Di fronte a un calo delle vocazioni di proporzioni drastiche, padre Giovambattista ha provato a smuovere qualcosa in questi anni. E’stato creato un Centro di accoglienza a Chiaravalle, per dare la possibilità ai giovani di vivere per qualche mese l’esperienza della vita fraterna, e la pastorale vocazione francescana itinerante, per aiutare i giovani a capire la propria vocazione nella vita, quale essa sia “I giovani – dice – si allontanano dalla Chiesa perché tante volte anche noi come Chiesa non siamo capaci di dare testimonianze forti e valide. Manca poi il ruolo decisivo della famiglia nell’educare i ragazzi alla fede. E una società secolarizzata, dove si è abbassato drammaticamente il livello di cultura cristiana. E’evidente che far re-innamorare i giovani a Dio è un sfida fondamentale per noi frati e per tutta la Chiesa”.
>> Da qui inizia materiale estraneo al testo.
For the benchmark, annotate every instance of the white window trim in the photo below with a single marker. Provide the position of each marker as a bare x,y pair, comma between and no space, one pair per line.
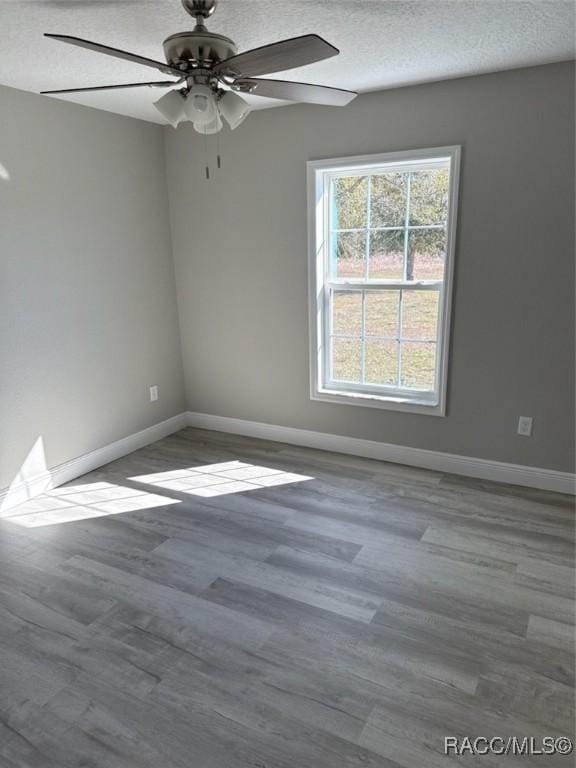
316,280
Ritornare a Dio per padre Giovambattista passa attraverso la spiritualità di Francesco d’Assisi “una spiritualità di cui la società di oggi ha bisogno per ritornare all’origine, al Vangelo. In questo senso, Papa Francesco con la sua schiettezza e i suoi metodi, non sempre capiti e condivisi da tutti anche nella Chiesa, ci riporta al cuore del Vangelo: fare come ha fatto Gesù, stare con i poveri come faceva Gesù, amare come ama Gesù. Questa è stata la vita di Francesco d’Assisi, di cui Bergoglio ha voluto riprendere anche il nome: seguire il Vangelo sine glossa, senza compromessi e accomodamenti”.

In vista del Capitolo che nei primi giorni della prossima settimana porterà all’elezione del nuovo Provinciale dei Cappuccini della Calabria, padre Giovambattista lascia con un augurio e una sfida per i Cappuccini calabresi: “essere sempre più “frati” nella consacrazione al Signore: è questa la priorità. Consacrati al Signore e non ad altro. E poi la sfida della spiritualità, della preghiera: più viviamo di spiritualità, più proponiamo la spiritualità, più siamo aderenti al nostro carisma e diamo una testimonianza di fede credibile e coerente per avvicinare le donne e gli uomini di oggi a Gesù”.